The federal Liberal government is willing to give Ford Motor Co. about $380 million to help the automaker retool its Oakville, Ont., assembly plant to produce electric vehicles, according to a report in The Toronto Star.
Following the report, a Unifor news conference previously scheduled for Monday afternoon was postponed to Tuesday morning. Ford and Unifor are locked in labor negotiations, and the contract between the two sides is set to expire at 11:59 p.m. ET today.
The newspaper reports that Ottawa is eager to have the company bring electric vehicle production to Ontario as part of an eventual $1.5-billion investment.
The Star also obtained a draft letter to Ford Canada CEO Dean Stoneley from Innovation Minister Navdeep Bains.

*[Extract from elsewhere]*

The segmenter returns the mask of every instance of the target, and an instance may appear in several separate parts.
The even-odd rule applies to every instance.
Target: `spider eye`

“The choice to dedicate the Oakville Assembly Plant to the production of battery electric vehicles shows alignment between Ford’s commercial priorities and Canada’s commitment to sustainable growth,” Bains wrote. “It also reflects our productive dialogue in recent months, built on top of an enduring partnership.”
Ford executives and union leaders have been negotiating in Toronto and virtually in recent weeks as the deadline approaches. Unifor’s top priority has been securing product for Ford’s Oakville, Ont., assembly plant, where production of the Ford Edge crossover will reportedly end in 2023. Ford has not confirmed or denied the report to any media outlet since AutoForecast Solutions first made the prediction in June.

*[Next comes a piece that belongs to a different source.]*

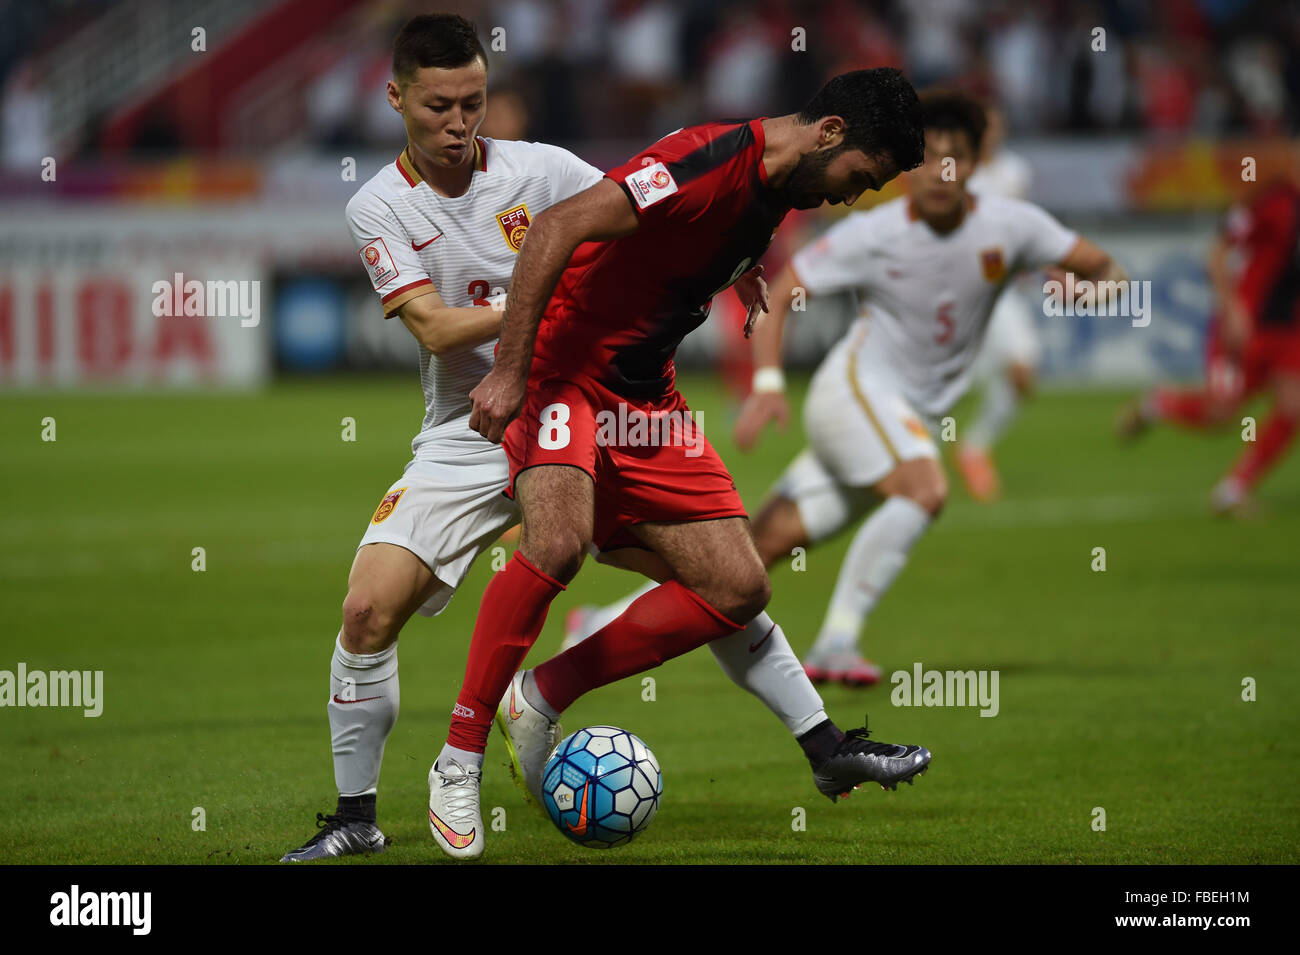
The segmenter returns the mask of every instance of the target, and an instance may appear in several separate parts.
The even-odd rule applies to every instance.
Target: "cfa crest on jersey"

Unifor President Jerry Dias on Monday morning declined a request for comment from Automotive News Canada. Dias, who has advocated for the federal government to provide significant incentives for EV production, was unaware of the government’s offer as of Sunday night, according to the Star report.
“We look forward to negotiating an agreement with Unifor that will help lead Ford of Canada, our employees and our communities into the future,” a Ford spokeswoman wrote in a statement emailed to Automotive News Canada Monday morning. “The details about how we do that will be discussed at the bargaining table, not in the media.”

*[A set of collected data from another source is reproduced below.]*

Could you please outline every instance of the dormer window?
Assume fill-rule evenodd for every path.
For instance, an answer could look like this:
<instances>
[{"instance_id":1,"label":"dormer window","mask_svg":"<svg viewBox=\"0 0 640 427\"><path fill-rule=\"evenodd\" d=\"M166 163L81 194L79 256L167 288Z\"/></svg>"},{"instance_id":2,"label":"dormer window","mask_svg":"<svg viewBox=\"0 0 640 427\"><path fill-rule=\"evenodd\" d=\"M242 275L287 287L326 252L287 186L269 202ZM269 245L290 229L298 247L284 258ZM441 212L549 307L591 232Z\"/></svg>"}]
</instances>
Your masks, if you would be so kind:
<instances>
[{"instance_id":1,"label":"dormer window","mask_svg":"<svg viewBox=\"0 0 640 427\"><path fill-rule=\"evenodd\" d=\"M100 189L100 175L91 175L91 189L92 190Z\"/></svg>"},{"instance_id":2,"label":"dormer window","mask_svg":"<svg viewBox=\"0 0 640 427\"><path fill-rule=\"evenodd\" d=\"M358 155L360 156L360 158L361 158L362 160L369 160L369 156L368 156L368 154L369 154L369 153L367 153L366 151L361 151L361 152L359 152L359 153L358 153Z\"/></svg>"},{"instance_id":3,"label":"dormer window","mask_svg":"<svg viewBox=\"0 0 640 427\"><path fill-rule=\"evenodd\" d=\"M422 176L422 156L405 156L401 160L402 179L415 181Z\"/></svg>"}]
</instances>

A spokesman for Bains’ office did not immediately provide comment Monday morning.
Unifor represents about 6,300 workers under the current master agreement, including about 4,200 members in Oakville. The union would be in a legal strike position if the contract ends tonight.
A strike would idle production of the Edge and Lincoln Nautilus crossovers in Oakville. Ford sold 50,651 Edges in the United States in the first half of 2020, and an additional 5,504 in Canada, according to the Automotive News Data Center.
A strike would also halt production of the 5.0-liter and 7.3-liter V-8 engines built in the Windsor factories, which are important to Ford production in the United States. Those engines are found in the company’s top-selling F-series pickup and Ford Mustang.
Parts distribution centers in Edmonton and Brampton, Ontario, would also be affected by a strike.
The Star report comes after the union, as well as from environmentalist groups, have spent time lobbying the federal government to incentivize more production of EVs in Canada. Unifor sees securing investments for EV production now as critical to maintaining manufacturing in Canada in the long term as companies roll out their electrification strategies.
The Detroit 3 currently build no pure battery-electric vehicles in Canada. And the hybrid version of the Chrysler Pacifica minivan is the only hybrid model assembled by them in Canada.
As previously reported by Automotive News Canada, automakers would likely need to make major investments in Canada to make EV production feasible in the country. This is, in part, due to trade requirements and the fact that so many EV components are sourced from outside the country and the region.
Incentivizing such investments would dovetail with the federal government’s goal of reducing global warming, as well as meeting zero-emissions vehicle sales mandates in Quebec and British Columbia. Ottawa currently offers up to $5,000 in incentives for the purchase of electric and plug-in hybrid vehicles.